# EJB Business Schnittstellen



## kossy (10. Apr 2012)

Hallo zusammen !

Ich hätte mal eine Frage bzgl. der Schnittstellen (egal ob Local, oder Remote), die mir der EJB Container (z.B. der vom JBoss Applikationsserver) automatisch zu meinen Java Beans deklariert. Um ehrlich zu sein ist es eher eine theoretische und technische Frage.

Wie genau kann ich mir diese erzeugte Schnittstelle (die ja in EJB 3.1. per Annotation vom EJB Container erzeugt wird)vorstellen?

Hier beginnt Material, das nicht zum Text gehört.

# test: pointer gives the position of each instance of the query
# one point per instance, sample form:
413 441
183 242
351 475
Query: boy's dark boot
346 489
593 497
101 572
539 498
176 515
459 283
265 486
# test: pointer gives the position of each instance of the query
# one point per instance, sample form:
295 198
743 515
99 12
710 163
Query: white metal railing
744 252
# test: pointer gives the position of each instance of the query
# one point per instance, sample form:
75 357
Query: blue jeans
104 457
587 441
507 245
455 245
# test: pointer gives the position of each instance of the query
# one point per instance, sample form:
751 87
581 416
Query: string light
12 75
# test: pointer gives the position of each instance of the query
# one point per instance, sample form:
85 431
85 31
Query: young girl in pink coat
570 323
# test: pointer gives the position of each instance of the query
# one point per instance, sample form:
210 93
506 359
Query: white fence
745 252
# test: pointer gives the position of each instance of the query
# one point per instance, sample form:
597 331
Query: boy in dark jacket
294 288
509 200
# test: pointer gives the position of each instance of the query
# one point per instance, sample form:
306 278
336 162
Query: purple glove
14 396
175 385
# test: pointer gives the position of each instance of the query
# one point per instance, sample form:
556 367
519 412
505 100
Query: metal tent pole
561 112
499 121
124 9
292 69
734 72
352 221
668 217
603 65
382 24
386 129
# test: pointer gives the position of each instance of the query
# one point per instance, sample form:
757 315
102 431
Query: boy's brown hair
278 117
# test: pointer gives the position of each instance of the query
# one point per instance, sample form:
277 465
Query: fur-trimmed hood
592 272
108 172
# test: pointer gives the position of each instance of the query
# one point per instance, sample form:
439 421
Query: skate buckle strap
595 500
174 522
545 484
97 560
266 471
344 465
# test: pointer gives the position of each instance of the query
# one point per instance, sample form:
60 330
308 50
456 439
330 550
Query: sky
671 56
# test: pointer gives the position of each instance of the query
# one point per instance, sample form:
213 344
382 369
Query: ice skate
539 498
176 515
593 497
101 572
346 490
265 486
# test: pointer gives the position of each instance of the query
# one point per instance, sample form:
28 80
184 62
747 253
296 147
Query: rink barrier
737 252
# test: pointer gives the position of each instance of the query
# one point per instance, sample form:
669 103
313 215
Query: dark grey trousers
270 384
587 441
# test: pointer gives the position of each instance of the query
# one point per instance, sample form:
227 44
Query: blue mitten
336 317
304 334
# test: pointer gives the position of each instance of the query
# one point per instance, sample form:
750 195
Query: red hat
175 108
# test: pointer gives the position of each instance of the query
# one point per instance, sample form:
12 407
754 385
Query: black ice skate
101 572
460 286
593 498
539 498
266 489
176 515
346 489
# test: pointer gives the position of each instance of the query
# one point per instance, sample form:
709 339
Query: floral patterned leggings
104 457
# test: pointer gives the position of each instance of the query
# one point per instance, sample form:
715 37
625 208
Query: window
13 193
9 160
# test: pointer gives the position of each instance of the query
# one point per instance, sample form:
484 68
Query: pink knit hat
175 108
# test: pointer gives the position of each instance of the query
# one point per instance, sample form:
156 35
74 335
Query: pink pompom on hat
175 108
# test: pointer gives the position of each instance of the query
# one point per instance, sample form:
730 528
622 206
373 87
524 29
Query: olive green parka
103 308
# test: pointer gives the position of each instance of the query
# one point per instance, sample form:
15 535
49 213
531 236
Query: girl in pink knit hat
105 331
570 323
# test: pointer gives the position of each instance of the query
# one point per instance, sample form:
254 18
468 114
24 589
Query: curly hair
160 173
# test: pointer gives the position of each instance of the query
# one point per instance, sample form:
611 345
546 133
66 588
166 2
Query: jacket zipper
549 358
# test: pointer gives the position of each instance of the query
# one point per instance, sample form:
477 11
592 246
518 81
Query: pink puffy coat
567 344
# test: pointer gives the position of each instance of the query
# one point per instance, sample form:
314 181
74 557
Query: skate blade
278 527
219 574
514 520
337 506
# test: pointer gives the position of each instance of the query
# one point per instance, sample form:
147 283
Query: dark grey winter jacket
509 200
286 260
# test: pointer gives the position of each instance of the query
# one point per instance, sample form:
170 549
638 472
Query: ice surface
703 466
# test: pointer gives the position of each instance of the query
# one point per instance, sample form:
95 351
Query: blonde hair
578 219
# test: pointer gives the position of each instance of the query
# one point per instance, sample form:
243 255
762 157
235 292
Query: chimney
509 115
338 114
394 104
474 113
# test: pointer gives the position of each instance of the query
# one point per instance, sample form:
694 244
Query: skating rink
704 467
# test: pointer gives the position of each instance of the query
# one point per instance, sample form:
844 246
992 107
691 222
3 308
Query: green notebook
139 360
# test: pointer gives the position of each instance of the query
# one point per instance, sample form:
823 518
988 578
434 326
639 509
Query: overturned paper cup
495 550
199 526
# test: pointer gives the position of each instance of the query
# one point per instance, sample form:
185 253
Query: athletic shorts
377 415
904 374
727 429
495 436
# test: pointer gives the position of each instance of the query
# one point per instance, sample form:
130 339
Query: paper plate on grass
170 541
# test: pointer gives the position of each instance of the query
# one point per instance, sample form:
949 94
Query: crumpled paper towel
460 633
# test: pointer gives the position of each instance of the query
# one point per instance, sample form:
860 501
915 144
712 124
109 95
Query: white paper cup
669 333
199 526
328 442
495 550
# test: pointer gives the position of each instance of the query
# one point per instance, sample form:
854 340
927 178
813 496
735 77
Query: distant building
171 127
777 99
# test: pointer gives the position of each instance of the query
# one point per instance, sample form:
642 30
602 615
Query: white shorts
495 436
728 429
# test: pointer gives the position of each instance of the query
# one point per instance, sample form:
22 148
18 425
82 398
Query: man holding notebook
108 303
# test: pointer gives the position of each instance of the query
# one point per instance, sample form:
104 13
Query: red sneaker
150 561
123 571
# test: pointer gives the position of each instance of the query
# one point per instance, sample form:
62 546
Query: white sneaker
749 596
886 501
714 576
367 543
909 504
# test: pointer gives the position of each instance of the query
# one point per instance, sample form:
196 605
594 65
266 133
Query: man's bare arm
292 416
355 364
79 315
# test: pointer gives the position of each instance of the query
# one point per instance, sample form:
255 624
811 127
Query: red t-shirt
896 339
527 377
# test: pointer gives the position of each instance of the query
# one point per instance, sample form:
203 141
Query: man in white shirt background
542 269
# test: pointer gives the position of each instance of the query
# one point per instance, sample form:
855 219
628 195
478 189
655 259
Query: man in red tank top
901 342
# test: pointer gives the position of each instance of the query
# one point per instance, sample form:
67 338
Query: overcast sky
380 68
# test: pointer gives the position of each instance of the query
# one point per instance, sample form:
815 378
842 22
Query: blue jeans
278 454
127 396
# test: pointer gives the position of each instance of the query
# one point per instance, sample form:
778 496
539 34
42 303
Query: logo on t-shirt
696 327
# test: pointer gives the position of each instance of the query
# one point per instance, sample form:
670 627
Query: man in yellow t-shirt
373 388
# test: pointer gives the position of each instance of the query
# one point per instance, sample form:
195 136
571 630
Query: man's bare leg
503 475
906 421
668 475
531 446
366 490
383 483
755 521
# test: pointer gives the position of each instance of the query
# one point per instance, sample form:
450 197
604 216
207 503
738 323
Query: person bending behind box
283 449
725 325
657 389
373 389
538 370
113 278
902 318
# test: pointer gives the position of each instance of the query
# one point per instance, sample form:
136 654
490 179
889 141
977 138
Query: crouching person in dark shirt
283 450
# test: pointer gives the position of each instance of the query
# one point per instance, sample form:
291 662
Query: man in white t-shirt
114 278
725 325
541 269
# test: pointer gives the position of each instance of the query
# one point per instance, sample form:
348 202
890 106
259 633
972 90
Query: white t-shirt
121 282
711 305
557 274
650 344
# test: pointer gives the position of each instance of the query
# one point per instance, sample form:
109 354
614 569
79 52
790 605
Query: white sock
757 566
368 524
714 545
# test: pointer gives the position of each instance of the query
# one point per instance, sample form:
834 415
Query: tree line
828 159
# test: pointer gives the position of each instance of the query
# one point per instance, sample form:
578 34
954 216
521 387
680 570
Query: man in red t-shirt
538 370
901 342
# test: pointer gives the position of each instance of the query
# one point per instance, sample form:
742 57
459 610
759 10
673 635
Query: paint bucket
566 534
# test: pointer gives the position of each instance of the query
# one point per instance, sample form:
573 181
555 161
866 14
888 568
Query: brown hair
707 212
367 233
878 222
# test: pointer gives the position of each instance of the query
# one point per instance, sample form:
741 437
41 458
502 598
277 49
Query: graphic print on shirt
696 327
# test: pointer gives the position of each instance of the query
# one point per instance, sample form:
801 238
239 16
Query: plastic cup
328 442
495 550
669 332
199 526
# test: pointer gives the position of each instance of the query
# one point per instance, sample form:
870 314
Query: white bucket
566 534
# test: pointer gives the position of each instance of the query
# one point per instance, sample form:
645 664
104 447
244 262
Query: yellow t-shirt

Ist das eine Art Klasse / Objekt, über das beliebige Clientaufrufe weiter an die Bean delegiert werden? Wenn das ein Objekt ist, hält das dann eine Art Liste von Beanobjekten vor, über die iteriert wird?

Danke schön für die Hilfe !

Grüße
Kossy


----------



## JohannisderKaeufer (10. Apr 2012)

Bei EJB's spielt der EJB-Container die Entscheidende Rolle. Dieser hat die Hoheit über die EJB Instanzen.

Das was du zwangsläufig bekommst sind Proxys die auf den EJB-Container verweisen, der dann entsprechende Aufrufe an die EJB Instanzen weiterleitet.


----------



## kossy (10. Apr 2012)

Hallo !

Aber gibt es nicht auch innerhalb des EJB Containers explizit Schnittstellen, die auf die Instanzen der EJB verweisen? Und hier ist die Frage (wenn es diese gibt), was die genau abbilden? Sind das Objekte?

Grüße


----------



## Marcinek (10. Apr 2012)

Interfaces haben keine Attribute in Java.

Wieso sollte eine EJB überhaupt wissen, welche Beans sie hat?

Bist du dir sicher, dass du das Thema an sich begriffen hast? Gibt es hier keine Möglichkeit für dich im Internet zu recherschieren? Oder mal ein Buch dazu zu öffnen? Oder es mal selber zu implementieren?


----------